Lear married his current wife, producer Lyn Davis on September 5, 1987. They had three children. Their son is Benjamin "Ben" Lear. (born 1988). Ben studied music at New York University and then directed his first film, They Call us Monsters, a documentary about juvenile offenders. He also wrote directed a 2017 comedy short entitled Bad For The Boats. Norman and Lyn are also the parents of twin daughters, Madelaine Rose and Brianna Elizabeth Lear (born 1994). At the time of the twin's birth, Norman was 72 and Lyn was 47.
END NOTES
* Norman Lear's memoir, Even This I Get To Experience, was published in 2014.
* Most of Norman's sitcoms were shot on videotape before a live studio audience.
* In 1987, Norman became one of the first seven television pioneers to be inducted into the Television Academy Hall of Fame.
* Norman's second wife, Frances, died of breast cancer on September 30, 1996. She was 73 years old at the time of her passing. Frances is generally acknowledged. and she herself claimed to be, the inspiration for the title character of the sitcom Maude, a feisty, liberal feminist played by Beatrice Arthur. Frances invested some $25 million her divorce settlement from Norman into starting a new magazine called Lear's, aimed at women like herself. The magazine began publication in 1988 and ceased publication in 1994.

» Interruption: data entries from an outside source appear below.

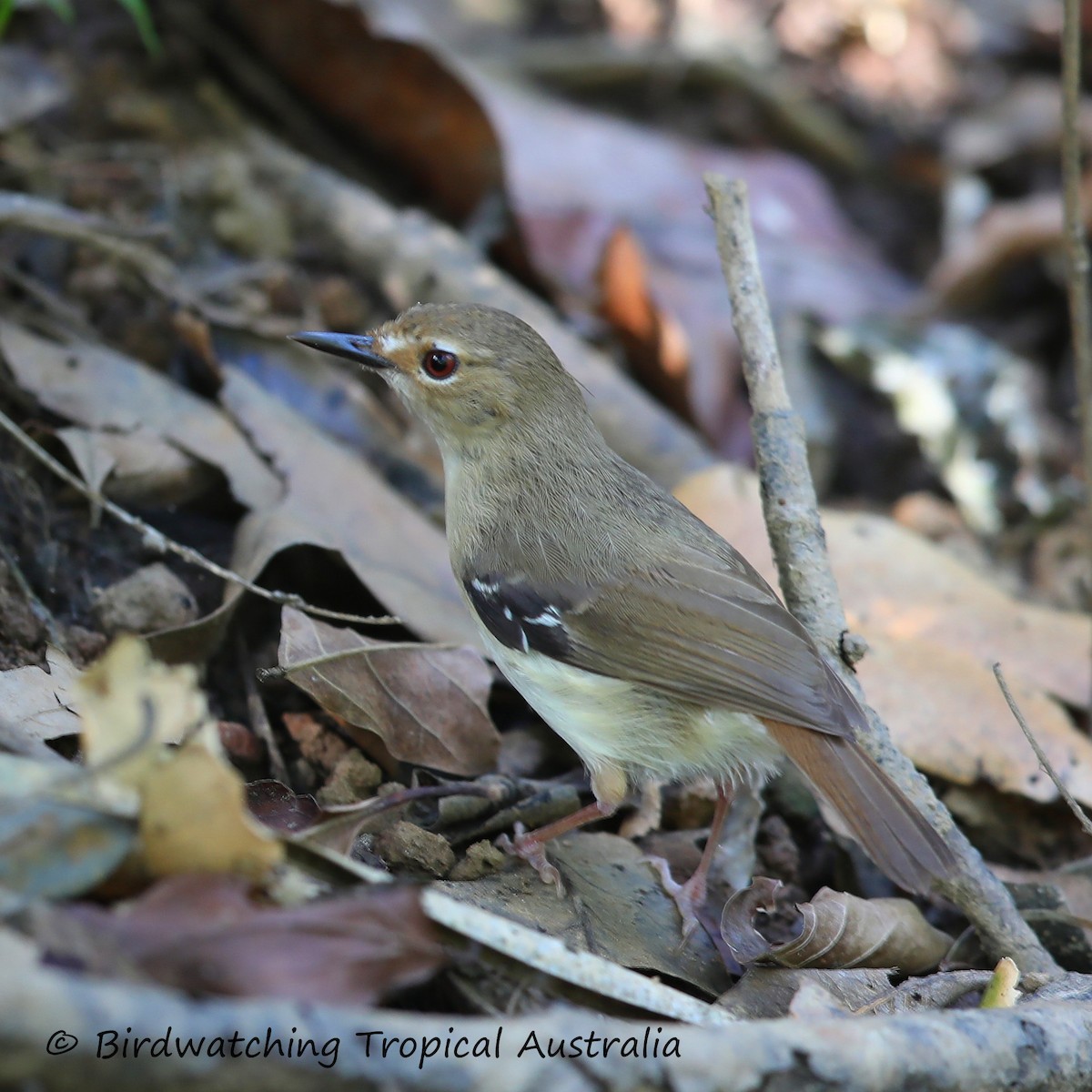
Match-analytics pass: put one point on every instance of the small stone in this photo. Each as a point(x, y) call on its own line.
point(410, 846)
point(483, 858)
point(148, 600)
point(353, 779)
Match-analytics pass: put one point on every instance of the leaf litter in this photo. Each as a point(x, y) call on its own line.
point(156, 795)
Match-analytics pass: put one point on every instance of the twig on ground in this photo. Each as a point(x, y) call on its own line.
point(282, 671)
point(259, 719)
point(1030, 1048)
point(157, 541)
point(1077, 250)
point(1041, 754)
point(37, 607)
point(807, 581)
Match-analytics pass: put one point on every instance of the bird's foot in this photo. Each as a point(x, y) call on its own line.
point(689, 896)
point(533, 851)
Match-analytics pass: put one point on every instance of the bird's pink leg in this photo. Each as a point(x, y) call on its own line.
point(609, 785)
point(691, 896)
point(531, 846)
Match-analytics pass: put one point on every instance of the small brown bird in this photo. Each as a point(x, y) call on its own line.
point(638, 633)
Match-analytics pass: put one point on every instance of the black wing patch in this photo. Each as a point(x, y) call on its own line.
point(520, 617)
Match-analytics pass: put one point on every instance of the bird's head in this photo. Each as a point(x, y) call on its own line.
point(470, 372)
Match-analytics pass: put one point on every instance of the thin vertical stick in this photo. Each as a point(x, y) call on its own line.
point(807, 581)
point(1077, 251)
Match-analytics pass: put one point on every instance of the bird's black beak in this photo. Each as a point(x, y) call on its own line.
point(356, 348)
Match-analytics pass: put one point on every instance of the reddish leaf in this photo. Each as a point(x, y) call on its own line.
point(205, 934)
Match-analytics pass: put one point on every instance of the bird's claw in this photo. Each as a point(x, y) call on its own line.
point(689, 896)
point(529, 849)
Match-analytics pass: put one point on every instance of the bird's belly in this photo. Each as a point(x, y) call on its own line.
point(615, 724)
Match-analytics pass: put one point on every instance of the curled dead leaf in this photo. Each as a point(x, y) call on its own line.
point(205, 934)
point(838, 931)
point(427, 704)
point(36, 705)
point(192, 813)
point(935, 627)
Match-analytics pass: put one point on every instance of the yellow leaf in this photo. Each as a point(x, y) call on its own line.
point(195, 816)
point(130, 703)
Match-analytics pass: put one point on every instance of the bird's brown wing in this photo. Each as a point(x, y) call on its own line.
point(710, 632)
point(694, 627)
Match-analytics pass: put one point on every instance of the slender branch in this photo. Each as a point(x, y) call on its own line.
point(1041, 754)
point(807, 581)
point(157, 541)
point(1077, 251)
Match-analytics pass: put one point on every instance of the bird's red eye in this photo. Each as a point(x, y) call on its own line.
point(440, 364)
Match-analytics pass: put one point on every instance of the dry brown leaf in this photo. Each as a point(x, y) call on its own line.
point(203, 934)
point(337, 501)
point(838, 931)
point(895, 584)
point(935, 628)
point(1009, 233)
point(429, 705)
point(948, 714)
point(764, 993)
point(36, 705)
point(393, 74)
point(1059, 904)
point(130, 704)
point(101, 389)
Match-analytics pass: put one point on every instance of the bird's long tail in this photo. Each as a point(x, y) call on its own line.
point(878, 814)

* In 2019, at the age of 97, Norman Lear became the oldest person to win a Creative Arts Emmy.
SOURCES: Hollywood Life, "Norman Lear's Kids: Meet The Legendary TV Producer's 6 Grown Children," by Jason Brow, September 22, 2022; ABC News, "Norman Lear celebrate 101st birthday with video about living second childhood,"" by Angeline Jane Bernabe; The New York Times, "Frances Lear, a Mercurial Figure of the Media and a Magazine Founder, Dead at 73," by Enid Nemy, October 1, 1996; Wikipedia; Internet Movie Database (IMDb. Stay updated with breaking celebrity news, old and current television shows or old television shows news by reading TV Banter Blogs.
- Joanne
EDITOR'S UPDATE: Norman Lear died of natural causes on December 5, 2023 at his home in Los Angeles. He was 101 years old at the time of his death.